Como todo plebiscito, este también polarizó al país. Lo muestran las posiciones de los expresidentes. Mientras Bachelet y Lagos estuvieron en contra, el democristiano Eduardo Frei Ruiz-Tagle (1994-2000) y el conservador Sebastián Piñera, presidente de Chile en dos ocasiones (2010-2014 y 2018-2022), votaron a favor. “Espero que aprovechemos esta oportunidad para aprobar una Constitución en democracia”, dijo Piñera.
Pero en ningún momento ha estado en juego la estabilidad de Chile ni la solidez de su democracia que, sin embargo, enfrenta múltiples desafíos, como la gran desafección ciudadana hacia la política y hacia las instituciones como los partidos, el Congreso y los gobiernos.
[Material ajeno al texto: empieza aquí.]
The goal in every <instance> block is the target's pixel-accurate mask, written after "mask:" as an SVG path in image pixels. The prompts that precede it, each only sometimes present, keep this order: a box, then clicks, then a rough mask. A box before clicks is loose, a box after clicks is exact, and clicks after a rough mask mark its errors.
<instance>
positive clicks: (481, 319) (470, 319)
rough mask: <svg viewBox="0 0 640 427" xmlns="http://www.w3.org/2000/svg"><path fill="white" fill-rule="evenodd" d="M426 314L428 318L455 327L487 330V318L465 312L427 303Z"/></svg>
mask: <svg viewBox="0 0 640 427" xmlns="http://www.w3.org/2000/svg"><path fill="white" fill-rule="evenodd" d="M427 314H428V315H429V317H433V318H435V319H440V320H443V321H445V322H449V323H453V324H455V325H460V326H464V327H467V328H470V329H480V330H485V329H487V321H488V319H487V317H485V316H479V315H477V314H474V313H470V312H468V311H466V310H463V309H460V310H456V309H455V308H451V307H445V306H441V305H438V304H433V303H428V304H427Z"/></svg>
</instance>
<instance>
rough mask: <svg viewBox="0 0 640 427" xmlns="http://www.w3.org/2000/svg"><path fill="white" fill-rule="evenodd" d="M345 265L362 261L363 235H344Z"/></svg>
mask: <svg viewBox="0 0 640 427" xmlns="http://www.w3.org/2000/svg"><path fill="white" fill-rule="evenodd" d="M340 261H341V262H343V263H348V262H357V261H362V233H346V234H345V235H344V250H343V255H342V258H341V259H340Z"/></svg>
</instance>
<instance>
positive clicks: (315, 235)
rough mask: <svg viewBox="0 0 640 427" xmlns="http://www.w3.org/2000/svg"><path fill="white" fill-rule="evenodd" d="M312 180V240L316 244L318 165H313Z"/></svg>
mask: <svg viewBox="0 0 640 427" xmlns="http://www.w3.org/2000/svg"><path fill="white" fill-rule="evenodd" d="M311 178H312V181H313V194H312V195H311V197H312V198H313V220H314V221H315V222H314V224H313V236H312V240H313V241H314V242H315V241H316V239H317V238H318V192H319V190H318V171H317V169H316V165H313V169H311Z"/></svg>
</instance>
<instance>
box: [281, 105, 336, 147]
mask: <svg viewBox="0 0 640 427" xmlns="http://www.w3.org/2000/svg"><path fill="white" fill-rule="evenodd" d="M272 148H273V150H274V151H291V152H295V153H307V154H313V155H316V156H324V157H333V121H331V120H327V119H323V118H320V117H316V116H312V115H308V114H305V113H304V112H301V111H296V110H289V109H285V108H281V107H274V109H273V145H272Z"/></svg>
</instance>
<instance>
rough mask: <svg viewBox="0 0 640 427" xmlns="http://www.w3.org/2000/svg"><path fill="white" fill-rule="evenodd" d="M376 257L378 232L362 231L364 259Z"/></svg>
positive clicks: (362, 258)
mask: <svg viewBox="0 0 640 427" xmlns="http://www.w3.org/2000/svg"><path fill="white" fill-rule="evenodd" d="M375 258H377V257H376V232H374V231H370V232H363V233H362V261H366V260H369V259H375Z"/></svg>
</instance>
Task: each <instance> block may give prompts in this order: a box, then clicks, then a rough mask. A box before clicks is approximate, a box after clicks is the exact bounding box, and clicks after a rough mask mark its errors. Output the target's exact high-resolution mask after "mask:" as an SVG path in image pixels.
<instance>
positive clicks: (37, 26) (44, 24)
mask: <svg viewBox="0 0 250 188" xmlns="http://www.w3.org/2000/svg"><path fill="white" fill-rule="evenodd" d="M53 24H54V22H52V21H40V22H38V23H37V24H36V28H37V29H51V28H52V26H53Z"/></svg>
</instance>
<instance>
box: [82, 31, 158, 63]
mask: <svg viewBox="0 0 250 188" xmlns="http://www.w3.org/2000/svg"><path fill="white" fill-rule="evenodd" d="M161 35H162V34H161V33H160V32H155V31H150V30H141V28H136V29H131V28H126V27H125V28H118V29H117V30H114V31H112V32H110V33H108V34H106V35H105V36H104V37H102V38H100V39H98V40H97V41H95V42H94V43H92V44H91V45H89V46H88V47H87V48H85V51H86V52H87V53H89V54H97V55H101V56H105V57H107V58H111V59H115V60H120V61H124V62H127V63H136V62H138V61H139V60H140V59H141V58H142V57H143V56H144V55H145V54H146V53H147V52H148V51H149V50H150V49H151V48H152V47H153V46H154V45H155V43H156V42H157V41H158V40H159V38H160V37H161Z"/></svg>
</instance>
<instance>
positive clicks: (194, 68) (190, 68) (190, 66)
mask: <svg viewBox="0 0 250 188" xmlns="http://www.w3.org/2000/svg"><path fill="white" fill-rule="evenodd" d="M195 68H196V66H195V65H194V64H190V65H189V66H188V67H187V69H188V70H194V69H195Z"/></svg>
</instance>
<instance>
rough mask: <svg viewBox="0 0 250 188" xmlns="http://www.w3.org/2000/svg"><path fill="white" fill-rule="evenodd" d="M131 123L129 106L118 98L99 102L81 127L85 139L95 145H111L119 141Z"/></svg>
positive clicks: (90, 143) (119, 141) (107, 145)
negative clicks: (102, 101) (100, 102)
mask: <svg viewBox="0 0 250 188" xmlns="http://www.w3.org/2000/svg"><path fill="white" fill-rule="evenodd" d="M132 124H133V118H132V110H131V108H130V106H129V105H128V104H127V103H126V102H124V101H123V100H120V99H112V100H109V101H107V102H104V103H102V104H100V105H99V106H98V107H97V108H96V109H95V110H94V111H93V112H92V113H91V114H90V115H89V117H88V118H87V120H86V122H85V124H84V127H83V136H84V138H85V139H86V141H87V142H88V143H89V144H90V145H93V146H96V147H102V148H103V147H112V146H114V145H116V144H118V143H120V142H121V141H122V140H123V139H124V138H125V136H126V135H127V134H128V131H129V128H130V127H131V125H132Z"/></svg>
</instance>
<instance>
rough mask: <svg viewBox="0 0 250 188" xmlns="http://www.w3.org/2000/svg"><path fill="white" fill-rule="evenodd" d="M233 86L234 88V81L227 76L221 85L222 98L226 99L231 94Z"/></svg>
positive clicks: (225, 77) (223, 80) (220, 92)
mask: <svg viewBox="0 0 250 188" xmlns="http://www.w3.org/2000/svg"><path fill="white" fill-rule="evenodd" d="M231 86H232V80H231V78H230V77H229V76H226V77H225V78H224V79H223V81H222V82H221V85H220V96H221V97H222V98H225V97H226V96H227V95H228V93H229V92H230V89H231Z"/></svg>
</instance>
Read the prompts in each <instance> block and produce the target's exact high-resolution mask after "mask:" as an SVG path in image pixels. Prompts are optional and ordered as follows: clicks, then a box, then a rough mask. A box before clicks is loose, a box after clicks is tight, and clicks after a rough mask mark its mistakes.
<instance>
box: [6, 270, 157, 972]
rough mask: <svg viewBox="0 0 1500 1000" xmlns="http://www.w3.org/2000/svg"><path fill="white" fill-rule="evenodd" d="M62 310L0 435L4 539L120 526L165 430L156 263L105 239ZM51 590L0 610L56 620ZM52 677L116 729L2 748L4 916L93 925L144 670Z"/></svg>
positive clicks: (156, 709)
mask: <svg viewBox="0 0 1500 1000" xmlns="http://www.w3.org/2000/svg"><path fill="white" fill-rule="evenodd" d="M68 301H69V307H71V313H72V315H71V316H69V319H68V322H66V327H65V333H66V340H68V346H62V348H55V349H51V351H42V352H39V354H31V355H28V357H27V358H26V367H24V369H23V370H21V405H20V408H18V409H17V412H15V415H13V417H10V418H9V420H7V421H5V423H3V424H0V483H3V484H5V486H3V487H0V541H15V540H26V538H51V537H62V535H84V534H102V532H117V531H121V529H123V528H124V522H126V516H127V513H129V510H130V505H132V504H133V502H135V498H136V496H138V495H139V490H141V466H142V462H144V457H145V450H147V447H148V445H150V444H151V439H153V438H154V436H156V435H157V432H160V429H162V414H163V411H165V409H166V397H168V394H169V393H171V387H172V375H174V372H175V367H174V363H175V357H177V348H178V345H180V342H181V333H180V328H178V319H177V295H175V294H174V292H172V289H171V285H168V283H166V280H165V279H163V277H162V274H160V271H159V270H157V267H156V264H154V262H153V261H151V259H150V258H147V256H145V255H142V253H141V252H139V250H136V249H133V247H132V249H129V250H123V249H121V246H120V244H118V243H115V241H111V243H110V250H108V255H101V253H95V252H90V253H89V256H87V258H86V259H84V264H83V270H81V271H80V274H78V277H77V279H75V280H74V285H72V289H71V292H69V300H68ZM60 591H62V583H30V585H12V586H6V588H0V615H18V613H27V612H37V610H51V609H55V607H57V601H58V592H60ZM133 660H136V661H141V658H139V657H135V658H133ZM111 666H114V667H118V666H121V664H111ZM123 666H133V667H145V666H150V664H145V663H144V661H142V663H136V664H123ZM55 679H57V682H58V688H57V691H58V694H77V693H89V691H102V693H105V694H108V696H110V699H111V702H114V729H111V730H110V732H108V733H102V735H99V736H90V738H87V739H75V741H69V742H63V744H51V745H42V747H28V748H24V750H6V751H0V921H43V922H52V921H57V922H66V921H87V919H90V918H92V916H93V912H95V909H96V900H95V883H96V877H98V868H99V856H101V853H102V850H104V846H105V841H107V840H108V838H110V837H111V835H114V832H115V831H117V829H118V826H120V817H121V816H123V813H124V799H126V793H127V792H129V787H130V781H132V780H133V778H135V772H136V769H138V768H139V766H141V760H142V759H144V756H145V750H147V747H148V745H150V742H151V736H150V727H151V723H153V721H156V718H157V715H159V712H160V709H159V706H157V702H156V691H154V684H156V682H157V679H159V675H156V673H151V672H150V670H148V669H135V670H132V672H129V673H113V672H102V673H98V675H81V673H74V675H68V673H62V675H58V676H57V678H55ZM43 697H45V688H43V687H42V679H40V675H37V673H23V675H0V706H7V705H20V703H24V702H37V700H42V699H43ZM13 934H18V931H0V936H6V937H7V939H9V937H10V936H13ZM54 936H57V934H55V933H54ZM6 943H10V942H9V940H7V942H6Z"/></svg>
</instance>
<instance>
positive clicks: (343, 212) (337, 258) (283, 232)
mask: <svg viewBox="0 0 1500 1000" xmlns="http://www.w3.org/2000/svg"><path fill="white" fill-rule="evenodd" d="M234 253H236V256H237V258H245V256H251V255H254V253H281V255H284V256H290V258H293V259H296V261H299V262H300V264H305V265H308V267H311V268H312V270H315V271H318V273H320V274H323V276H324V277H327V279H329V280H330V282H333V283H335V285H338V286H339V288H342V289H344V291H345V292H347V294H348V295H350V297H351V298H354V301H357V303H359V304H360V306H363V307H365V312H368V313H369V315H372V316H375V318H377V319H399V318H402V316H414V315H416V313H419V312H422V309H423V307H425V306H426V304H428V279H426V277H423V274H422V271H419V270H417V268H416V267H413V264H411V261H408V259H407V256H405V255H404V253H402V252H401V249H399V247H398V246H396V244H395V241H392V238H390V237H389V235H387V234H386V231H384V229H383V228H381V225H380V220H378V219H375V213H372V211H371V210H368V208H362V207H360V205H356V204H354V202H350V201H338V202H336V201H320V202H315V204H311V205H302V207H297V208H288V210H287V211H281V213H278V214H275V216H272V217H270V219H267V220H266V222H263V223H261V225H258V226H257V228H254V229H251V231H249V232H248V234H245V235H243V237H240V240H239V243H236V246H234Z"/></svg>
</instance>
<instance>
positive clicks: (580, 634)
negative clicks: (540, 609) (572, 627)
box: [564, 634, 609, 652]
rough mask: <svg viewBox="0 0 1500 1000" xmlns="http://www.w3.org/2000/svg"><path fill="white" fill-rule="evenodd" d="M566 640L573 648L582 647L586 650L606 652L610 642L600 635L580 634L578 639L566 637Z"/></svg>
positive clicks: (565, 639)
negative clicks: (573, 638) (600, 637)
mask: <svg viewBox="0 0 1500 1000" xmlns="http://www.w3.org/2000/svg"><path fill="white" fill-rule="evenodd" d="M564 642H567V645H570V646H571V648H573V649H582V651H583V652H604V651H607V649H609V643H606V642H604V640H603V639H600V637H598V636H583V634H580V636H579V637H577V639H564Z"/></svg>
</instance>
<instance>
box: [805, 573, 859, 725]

A partir de este lunes, Chile comenzará a sacar lecciones. Alfredo Sepúlveda, escritor y académico de la Universidad Diego Portales (UDP), piensa que este proceso ha sido “a todas luces un fracaso por donde se le mire”. “Desde 2019, violencia y pandemia mediante, el país solo se ha ido hacia abajo en todos los índices económicos y sociales” y, como resultado, “ni el texto vigente ni el propuesto representarán un pacto social real, amplio y consensuado, que es lo que se buscó desde un principio y lo único que tenía algún sentido”. Pese a ello, el autor especializado en historia de Chile reconoce que el país “se ha sostenido en una tradición democrática no escrita, que implica la preservación de instituciones, hábitos y costumbres (la Presidencia de la República, el bicameralismo, las libertades públicas, el traspaso pacífico del poder) que constituyen una especie de ley común tácita”, escribió en EL PAÍS.